The title almost FORCES you to read further:

Do Stocks Outperform Treasury Bills?

And the abstract reads like a horror film if you are an equity investor:

Treasury Bills

The good professor highlights that the distribution of stock returns is driven by a small percentage of really big winners.

Of course, this finding is not new:

  • Our study on the distribution of stock returns
  • The Longboard study on the distribution, “The Capitalism Distribution” (1)

However, Dr. Bessembinder pulls out all the stops and conducts a lot of incredibly interesting research into the details like only an academic writer can do (their job is primarily dedicated to research!).

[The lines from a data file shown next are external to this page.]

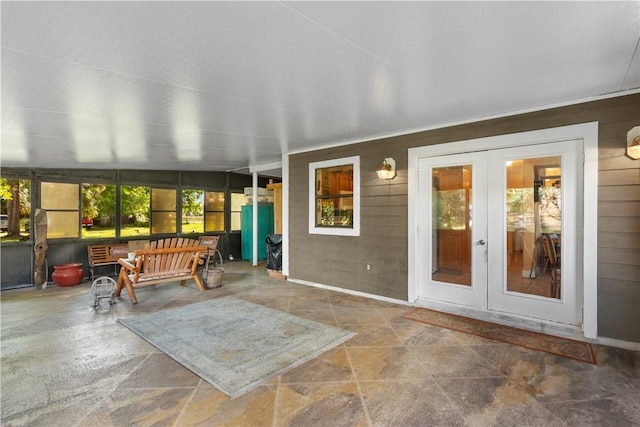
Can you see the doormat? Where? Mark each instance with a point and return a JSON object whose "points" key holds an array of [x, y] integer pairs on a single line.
{"points": [[235, 345], [558, 346]]}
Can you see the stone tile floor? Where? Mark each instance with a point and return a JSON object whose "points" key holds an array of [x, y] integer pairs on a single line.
{"points": [[67, 364]]}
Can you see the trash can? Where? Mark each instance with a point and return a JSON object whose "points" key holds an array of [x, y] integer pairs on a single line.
{"points": [[274, 252]]}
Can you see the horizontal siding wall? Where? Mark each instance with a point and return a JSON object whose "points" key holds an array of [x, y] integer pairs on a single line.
{"points": [[341, 261]]}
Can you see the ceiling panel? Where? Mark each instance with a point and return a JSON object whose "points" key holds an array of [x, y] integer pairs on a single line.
{"points": [[226, 85]]}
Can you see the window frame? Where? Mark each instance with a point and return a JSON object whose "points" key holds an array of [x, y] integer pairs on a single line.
{"points": [[354, 161]]}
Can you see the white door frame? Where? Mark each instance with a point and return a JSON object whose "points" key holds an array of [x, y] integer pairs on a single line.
{"points": [[588, 132]]}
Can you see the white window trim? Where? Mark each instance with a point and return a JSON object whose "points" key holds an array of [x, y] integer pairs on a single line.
{"points": [[355, 230]]}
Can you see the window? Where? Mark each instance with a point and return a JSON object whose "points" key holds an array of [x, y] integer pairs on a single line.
{"points": [[237, 200], [15, 198], [214, 211], [62, 203], [192, 211], [163, 210], [98, 211], [134, 203], [334, 197]]}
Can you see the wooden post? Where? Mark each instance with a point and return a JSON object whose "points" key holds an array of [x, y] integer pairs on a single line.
{"points": [[40, 269]]}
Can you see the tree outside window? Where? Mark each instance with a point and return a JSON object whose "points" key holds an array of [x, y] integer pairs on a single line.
{"points": [[15, 195], [135, 202], [192, 211]]}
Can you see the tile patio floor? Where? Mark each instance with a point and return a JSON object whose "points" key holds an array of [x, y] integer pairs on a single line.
{"points": [[66, 364]]}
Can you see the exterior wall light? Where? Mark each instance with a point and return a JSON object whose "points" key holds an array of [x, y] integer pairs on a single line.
{"points": [[387, 169], [633, 143]]}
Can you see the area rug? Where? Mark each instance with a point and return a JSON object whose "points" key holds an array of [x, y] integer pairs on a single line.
{"points": [[233, 344], [565, 347]]}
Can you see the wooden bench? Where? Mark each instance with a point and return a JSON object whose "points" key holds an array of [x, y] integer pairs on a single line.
{"points": [[110, 253], [167, 260]]}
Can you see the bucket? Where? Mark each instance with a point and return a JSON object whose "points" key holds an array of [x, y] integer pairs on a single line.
{"points": [[212, 275]]}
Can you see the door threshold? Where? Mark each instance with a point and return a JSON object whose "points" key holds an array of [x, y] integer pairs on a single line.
{"points": [[508, 319]]}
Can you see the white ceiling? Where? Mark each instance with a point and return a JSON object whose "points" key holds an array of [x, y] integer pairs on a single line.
{"points": [[226, 85]]}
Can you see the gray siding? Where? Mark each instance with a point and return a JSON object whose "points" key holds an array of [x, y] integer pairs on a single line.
{"points": [[341, 261]]}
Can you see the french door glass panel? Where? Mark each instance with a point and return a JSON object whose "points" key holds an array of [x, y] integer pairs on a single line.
{"points": [[499, 230], [453, 264], [533, 205]]}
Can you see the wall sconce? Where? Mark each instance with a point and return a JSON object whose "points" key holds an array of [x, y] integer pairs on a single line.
{"points": [[633, 143], [387, 169]]}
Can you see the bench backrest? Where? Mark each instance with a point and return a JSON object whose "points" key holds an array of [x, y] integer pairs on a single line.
{"points": [[211, 242], [170, 256], [107, 253]]}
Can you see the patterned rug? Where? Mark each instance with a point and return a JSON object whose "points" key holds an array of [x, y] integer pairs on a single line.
{"points": [[233, 344], [565, 347]]}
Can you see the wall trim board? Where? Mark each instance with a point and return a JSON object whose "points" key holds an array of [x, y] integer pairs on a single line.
{"points": [[349, 291], [469, 121]]}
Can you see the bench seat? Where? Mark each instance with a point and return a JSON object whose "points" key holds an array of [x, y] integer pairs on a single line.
{"points": [[168, 260]]}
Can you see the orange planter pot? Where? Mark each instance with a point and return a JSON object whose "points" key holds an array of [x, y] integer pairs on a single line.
{"points": [[68, 274]]}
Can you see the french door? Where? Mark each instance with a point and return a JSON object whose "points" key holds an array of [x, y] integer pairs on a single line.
{"points": [[498, 230]]}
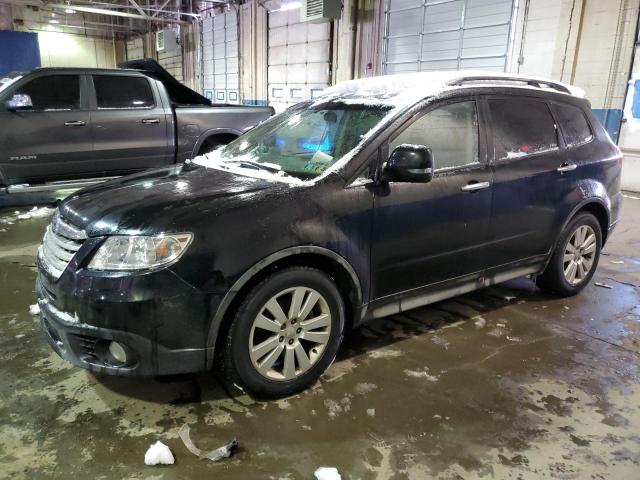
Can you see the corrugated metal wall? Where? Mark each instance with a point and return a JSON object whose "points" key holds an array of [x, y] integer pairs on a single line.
{"points": [[446, 35], [299, 57], [220, 62]]}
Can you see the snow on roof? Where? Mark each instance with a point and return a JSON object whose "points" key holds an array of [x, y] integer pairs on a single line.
{"points": [[403, 89]]}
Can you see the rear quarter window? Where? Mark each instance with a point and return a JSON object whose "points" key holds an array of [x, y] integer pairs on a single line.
{"points": [[521, 127], [574, 125], [121, 91]]}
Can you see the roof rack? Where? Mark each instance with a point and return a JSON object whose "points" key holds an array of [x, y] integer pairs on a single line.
{"points": [[529, 81]]}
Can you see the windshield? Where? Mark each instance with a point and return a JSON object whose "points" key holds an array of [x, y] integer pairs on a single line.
{"points": [[303, 141], [9, 79]]}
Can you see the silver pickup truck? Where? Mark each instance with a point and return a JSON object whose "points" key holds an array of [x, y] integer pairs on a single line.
{"points": [[77, 123]]}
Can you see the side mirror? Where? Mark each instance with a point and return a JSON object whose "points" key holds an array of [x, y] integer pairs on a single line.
{"points": [[409, 163], [19, 101]]}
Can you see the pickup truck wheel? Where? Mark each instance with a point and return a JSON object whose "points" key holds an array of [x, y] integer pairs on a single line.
{"points": [[286, 333], [575, 258]]}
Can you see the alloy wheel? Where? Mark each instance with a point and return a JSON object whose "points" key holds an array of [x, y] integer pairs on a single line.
{"points": [[290, 333], [579, 255]]}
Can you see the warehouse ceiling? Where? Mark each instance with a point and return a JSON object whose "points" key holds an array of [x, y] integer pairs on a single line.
{"points": [[114, 18]]}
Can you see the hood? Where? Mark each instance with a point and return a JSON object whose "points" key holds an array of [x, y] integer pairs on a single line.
{"points": [[172, 199], [178, 93]]}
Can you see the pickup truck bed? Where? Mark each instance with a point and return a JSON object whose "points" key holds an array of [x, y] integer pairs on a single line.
{"points": [[59, 124]]}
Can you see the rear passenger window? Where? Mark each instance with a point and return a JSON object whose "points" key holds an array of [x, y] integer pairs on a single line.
{"points": [[573, 124], [114, 91], [53, 92], [521, 127]]}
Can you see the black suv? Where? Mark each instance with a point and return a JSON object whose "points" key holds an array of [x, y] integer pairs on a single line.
{"points": [[380, 196]]}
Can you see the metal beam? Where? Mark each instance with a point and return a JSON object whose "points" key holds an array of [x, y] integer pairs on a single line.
{"points": [[137, 7], [161, 8], [113, 13]]}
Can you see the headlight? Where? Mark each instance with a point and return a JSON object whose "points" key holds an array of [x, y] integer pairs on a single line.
{"points": [[139, 252]]}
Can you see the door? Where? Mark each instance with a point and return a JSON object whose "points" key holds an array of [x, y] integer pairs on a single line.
{"points": [[52, 139], [299, 58], [533, 178], [130, 128], [220, 61], [426, 233]]}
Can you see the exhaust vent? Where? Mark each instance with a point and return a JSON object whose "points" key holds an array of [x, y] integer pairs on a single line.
{"points": [[319, 11]]}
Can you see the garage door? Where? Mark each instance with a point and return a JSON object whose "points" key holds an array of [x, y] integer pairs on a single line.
{"points": [[446, 35], [220, 65], [299, 55]]}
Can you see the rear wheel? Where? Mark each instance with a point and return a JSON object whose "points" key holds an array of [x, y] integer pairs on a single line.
{"points": [[575, 258], [286, 333]]}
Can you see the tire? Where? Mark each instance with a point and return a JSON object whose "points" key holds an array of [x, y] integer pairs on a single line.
{"points": [[557, 277], [284, 369]]}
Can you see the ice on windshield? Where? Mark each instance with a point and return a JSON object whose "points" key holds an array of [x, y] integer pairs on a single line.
{"points": [[8, 80], [300, 144]]}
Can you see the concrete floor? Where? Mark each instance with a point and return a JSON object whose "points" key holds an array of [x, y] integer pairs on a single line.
{"points": [[506, 382]]}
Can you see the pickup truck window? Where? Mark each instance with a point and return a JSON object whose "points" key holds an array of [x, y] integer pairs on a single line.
{"points": [[305, 140], [53, 92], [121, 91], [522, 127]]}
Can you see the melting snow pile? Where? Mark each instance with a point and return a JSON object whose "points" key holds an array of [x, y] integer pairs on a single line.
{"points": [[327, 473], [35, 212], [158, 454]]}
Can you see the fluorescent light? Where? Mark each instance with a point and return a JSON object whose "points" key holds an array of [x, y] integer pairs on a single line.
{"points": [[288, 6]]}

A few facts/findings over the 1926 to 2015 time horizon:

  • Only 47.7% of all monthly stock returns from the CRSP database (NYSE/AMEX/NASDAQ) are larger than the one-month Treasury rate.
  • 42.1% of common stock holding period returns beat the holding return on T-bills.
  • The 86 top-performing stocks — less 33bps of the entire universe — account for over half of the total wealth created.
  • …and on and on…

My favorite table is the last one, which maps out the top lifetime wealth creators in the US stock market:

Treasury Bills

The top 5– Exxon, Apple, GE, Microsoft, and IBM — account for over 10% of lifetime wealth on the entire stock market. The top 15 names account for 16.26% of total wealth EVER created in the US stock market.

Incredible. Dig in.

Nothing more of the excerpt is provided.